Don’t judge us based on the sins of a few

It started just like any other ordinary day. Waking up late, lazing around, and taking a trip down the flight of stairs to locate a food court that I usually patronise during days like this.

After ordering what might seem like an odd combination of fresh soya bean and roti kahwin, I started perusing through that day’s newspaper.

Long after I started reading the paper from back to front, my eyes landed on an article so disturbing and infuriating, it rendered my brunch tasteless within seconds.

Two international students had allegedly raped a girl in Kuching. Immediately I thought, ‘Great, just great!’ The piece that occupied pretty much half the page of the newspaper saw me deserting my brunch to concentrate on its contents, like a smoker taking a puff.

It was a sad and shocking tale.

A group that mostly considers itself ostracised abroad, would I have thought refrained from atrocious acts of human unkindness and torture, but then again I guess I was wrong, wasn’t I? In one of my earlier columns, I touched on the onus that everyone has, especially when we are far away from our homes. There’s a huge responsibility on our shoulders whether we like it or not.

As an African in Kuching, my actions are not just constricted within me, but reflected upon the larger African population in Kuching, Africa and to the rest of the Africans in the world. Whether I like it or not, whether I am aware of it or not, the fact remains constant.

This simply stands because of the fact that the process of making judgement about a group of people is most often done by analysing a sample within the reach of the analyser. One mightn’t know the rest of the Africans in Africa but through me, one feels to have known them.

To illustrate this, after I finished reading the paper and passed it to the next group, a comment was made.

Though I was not eavesdropping, I was forced to overhear the comments made by this group after they had read the piece, thanks to friend sitting next to me.

A member of the group uttered disappointment at what the foreign students had allegedly done in this country.

Another added, “But this is the same thing that happens in their countries.”

The full realisation of their words after the translation by my friend left me speechless.

However, I understand the meaning behind those harsh words. I would not blame them for such an analysis since the onus in the first place is broken.

However, what scares me the most is the fact that such damage is almost irreparable; once bitten, twice shy. For the perception to change, it would require an action that my mind fails to imagine or a reality that I fail to grasp.

It would be my greatest wish that negative things do not happen for the sake of harmony between my people and Kuching folk.

Recently I realised how grave the situation is. I was talking to a stranger who told me he doesn’t feel safe inviting Africans from his church to his Christmas open house due to the fear of what they might do either to his house or family.
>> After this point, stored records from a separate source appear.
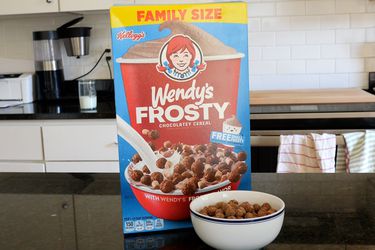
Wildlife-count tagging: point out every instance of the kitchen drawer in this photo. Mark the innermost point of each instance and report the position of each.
(21, 167)
(83, 142)
(20, 143)
(83, 167)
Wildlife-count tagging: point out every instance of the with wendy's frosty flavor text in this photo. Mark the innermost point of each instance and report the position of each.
(182, 104)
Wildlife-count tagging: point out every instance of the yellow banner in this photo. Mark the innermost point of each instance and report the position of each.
(201, 13)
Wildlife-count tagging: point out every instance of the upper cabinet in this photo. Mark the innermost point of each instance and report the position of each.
(82, 5)
(9, 7)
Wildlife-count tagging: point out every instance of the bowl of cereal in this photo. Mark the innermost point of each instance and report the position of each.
(183, 173)
(237, 219)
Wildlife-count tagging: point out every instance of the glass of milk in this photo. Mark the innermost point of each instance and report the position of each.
(87, 94)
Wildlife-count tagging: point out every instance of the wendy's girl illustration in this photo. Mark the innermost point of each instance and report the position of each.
(180, 58)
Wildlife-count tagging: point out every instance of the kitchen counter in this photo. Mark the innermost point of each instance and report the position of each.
(98, 220)
(66, 109)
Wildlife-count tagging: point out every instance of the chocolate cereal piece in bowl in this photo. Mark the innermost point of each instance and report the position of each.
(182, 176)
(237, 219)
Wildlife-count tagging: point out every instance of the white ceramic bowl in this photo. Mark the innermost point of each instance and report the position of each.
(251, 233)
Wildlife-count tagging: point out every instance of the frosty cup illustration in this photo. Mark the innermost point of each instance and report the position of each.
(182, 85)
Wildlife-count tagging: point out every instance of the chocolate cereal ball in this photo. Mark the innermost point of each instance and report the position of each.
(176, 178)
(211, 148)
(157, 176)
(187, 161)
(160, 163)
(153, 134)
(241, 156)
(146, 180)
(155, 185)
(200, 148)
(177, 147)
(194, 180)
(227, 152)
(166, 186)
(145, 169)
(167, 144)
(240, 212)
(229, 211)
(152, 145)
(189, 188)
(209, 175)
(223, 167)
(240, 167)
(198, 168)
(136, 175)
(179, 168)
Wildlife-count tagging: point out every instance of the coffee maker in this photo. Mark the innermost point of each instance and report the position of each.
(48, 65)
(48, 58)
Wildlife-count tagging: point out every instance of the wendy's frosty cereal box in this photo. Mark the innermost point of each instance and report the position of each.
(182, 104)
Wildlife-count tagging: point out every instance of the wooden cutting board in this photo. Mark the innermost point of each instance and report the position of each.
(310, 96)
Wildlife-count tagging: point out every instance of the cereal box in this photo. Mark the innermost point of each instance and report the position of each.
(182, 104)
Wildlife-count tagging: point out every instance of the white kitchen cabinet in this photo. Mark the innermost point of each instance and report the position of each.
(20, 143)
(21, 167)
(81, 142)
(10, 7)
(82, 5)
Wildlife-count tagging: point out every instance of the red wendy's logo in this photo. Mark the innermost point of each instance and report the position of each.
(180, 58)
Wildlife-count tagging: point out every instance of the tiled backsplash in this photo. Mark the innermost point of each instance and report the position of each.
(293, 44)
(311, 43)
(371, 199)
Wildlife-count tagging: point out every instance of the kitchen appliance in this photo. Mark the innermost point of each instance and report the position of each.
(48, 65)
(288, 112)
(75, 39)
(16, 89)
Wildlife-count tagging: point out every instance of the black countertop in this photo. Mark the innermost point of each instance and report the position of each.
(300, 230)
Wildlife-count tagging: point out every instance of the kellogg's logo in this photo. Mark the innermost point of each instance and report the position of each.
(180, 58)
(130, 34)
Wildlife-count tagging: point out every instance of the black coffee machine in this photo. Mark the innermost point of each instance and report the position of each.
(48, 65)
(48, 60)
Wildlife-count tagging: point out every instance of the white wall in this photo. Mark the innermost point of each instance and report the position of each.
(292, 43)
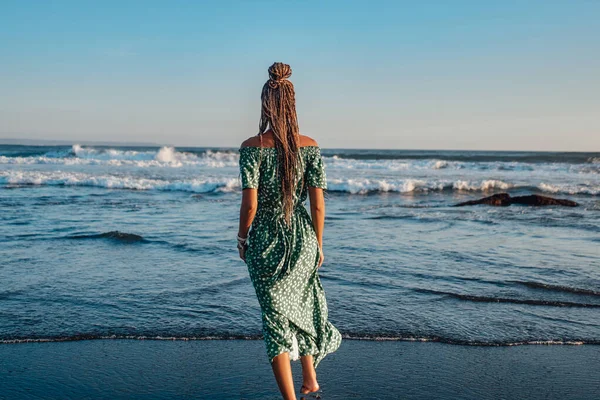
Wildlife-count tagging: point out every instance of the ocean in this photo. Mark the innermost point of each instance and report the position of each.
(139, 242)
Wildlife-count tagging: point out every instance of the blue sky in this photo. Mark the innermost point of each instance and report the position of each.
(501, 75)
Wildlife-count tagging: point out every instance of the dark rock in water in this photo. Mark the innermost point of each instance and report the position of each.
(115, 235)
(504, 199)
(123, 236)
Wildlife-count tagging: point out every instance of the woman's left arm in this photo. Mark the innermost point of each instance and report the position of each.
(247, 213)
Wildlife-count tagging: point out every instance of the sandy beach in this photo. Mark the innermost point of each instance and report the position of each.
(238, 369)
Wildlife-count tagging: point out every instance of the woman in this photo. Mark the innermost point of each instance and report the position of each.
(283, 250)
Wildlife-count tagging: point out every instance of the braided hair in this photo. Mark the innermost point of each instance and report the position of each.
(279, 113)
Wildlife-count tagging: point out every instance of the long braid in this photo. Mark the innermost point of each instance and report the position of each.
(279, 113)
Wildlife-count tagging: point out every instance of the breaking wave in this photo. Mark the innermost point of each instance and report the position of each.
(229, 184)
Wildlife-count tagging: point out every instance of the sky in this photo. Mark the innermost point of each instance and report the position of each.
(464, 75)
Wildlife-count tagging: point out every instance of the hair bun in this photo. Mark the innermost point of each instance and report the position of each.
(279, 72)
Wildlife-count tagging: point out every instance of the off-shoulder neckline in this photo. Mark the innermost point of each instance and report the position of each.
(257, 147)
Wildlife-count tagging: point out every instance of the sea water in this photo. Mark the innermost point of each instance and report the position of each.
(139, 242)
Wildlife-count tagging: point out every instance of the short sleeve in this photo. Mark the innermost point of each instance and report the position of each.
(249, 168)
(315, 169)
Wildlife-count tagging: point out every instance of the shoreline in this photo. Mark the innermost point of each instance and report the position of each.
(235, 369)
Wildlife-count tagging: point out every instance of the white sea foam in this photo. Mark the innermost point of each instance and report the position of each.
(164, 157)
(361, 186)
(228, 183)
(60, 178)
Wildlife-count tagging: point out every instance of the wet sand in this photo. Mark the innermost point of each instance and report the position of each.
(238, 369)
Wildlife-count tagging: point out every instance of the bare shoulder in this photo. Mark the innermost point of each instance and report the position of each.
(251, 141)
(307, 141)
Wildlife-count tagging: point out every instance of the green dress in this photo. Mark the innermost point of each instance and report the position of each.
(282, 261)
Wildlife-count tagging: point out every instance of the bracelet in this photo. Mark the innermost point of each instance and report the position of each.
(241, 241)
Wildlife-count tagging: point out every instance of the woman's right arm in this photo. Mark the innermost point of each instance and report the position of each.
(317, 212)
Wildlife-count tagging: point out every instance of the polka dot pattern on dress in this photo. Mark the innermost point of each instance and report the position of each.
(282, 261)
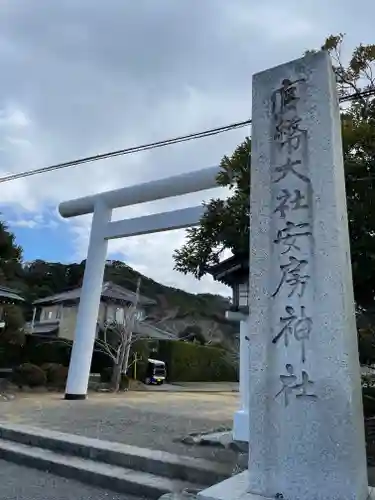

During the Asia-Africa Youth Forum in August, there were chants of further collaborative efforts between Asian and African countries in the technical area, medical field, international trade, education and also in cultural integration.

Sitting in that forum, I was lost in a train of thought, for a minute, on cultural integration in Kuching. But then how do you create such a space while there’s a state of disharmony?

For me I see cultural integration as important and can only happen when I invite you to my abode for a Tanzanian dinner and me to yours for a local cultural showcase. It is when you feel safe around me, ready to learn and teach.

But then again, how do we even get here when there is a fear that when I get to your house I might commit a crime?

How can integration happen if you are afraid of what I will do to you when you are in the confines of my walls?

These are challenges for someone like me who wants to see races working together regardless of their differences.

It is my wish that Kuching folk will not judge so harshly the rest of the good bunch just because of some rotten eggs!